The French Senate has proposed developing a new European university ranking system to counter the powerful Shanghai world ranking, which is said to favour English-language institutions. With France holding the EU's six-month rotating presidency, the issue is likely to be discussed by EU education ministers in November.
The lack of harmonised data on French universities has lead to biased information on the country's higher education institutions and weakened the visibility of the research carried out in them, concludes a French Senate report on the ranking of higher education published early in July.
At national level, the lack of a transparent system distorts the allocation of human and financial resources, notes the report. At international level, it harms the attractiveness of France as a destination for foreign students and researchers and decreases the visibility of university research.
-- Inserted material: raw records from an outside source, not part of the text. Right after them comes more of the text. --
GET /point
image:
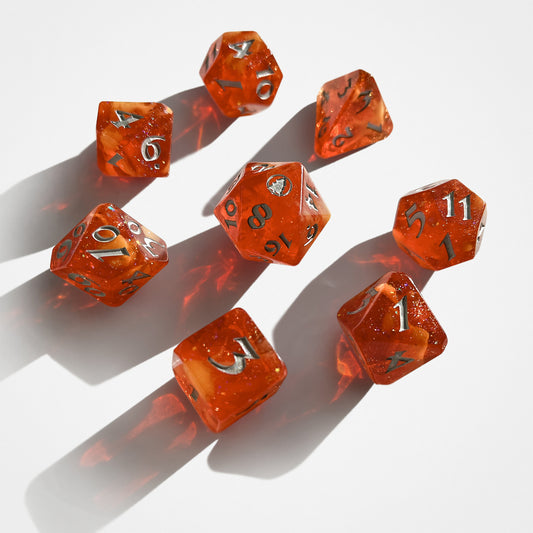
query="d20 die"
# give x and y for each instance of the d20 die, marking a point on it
(227, 369)
(133, 139)
(109, 255)
(350, 114)
(441, 224)
(240, 73)
(391, 328)
(272, 212)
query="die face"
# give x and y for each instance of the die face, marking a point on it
(441, 224)
(240, 73)
(133, 139)
(109, 255)
(350, 114)
(227, 369)
(391, 328)
(273, 212)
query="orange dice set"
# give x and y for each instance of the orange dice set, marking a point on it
(240, 73)
(272, 212)
(227, 369)
(133, 139)
(109, 255)
(391, 328)
(350, 114)
(441, 224)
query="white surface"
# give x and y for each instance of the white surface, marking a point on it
(93, 434)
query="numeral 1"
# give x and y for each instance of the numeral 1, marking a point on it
(231, 209)
(147, 245)
(402, 307)
(448, 245)
(467, 215)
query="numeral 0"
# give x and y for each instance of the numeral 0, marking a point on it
(273, 246)
(100, 236)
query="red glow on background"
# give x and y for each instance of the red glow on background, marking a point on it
(347, 366)
(164, 407)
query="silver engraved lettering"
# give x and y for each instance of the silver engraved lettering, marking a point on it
(466, 207)
(373, 127)
(149, 142)
(148, 246)
(448, 245)
(109, 252)
(402, 307)
(226, 83)
(340, 95)
(115, 159)
(241, 49)
(311, 233)
(412, 214)
(125, 119)
(309, 199)
(264, 95)
(279, 185)
(339, 140)
(240, 358)
(395, 359)
(449, 203)
(97, 235)
(134, 227)
(79, 230)
(368, 97)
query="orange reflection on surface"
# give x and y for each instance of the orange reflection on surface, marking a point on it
(164, 407)
(203, 272)
(228, 265)
(112, 498)
(347, 366)
(391, 261)
(186, 438)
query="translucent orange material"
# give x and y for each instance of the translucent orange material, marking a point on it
(227, 369)
(240, 73)
(273, 212)
(133, 139)
(441, 224)
(350, 114)
(109, 255)
(392, 329)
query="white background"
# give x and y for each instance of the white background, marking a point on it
(95, 434)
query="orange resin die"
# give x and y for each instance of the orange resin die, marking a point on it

Another consequence, the report argues, is that exaggerated attention is given to the so-called Shanghai ranking, an index for monitoring the research performance of universities around the world, which the Senate says "only partially and imperfectly reflects the reality". France's key bone of contention with the Shanghai index is that the number of citations of a institution's scientific research is used as a ranking factor. Paris says this works against countries that do not publish in English.
Senator Joël Bourdin, the rapporteur on the report, argues that the intrinsic value of the Shanghai ranking is highly questionable ["très discutable"] and owes its interest only to its "mobilising effect".
The highest-ranking French university in the 2006 Shanghai ranking was Paris VI in 39th place, while American universities occupy more than half of the top 100. The only European universities in the top 10 are the UK's Universities of Cambridge and Oxford.
While French Higher Education Minister Valerie Pécresse has said she wishes to use the French EU Presidency to "lay down the foundations of common European criteria" for university classification, Bourdin argues that France should already go ahead and develop its own national classification system, as an EU-level process would take years.
Pécresse is expected to raise the issue during a meeting of EU education ministers in November.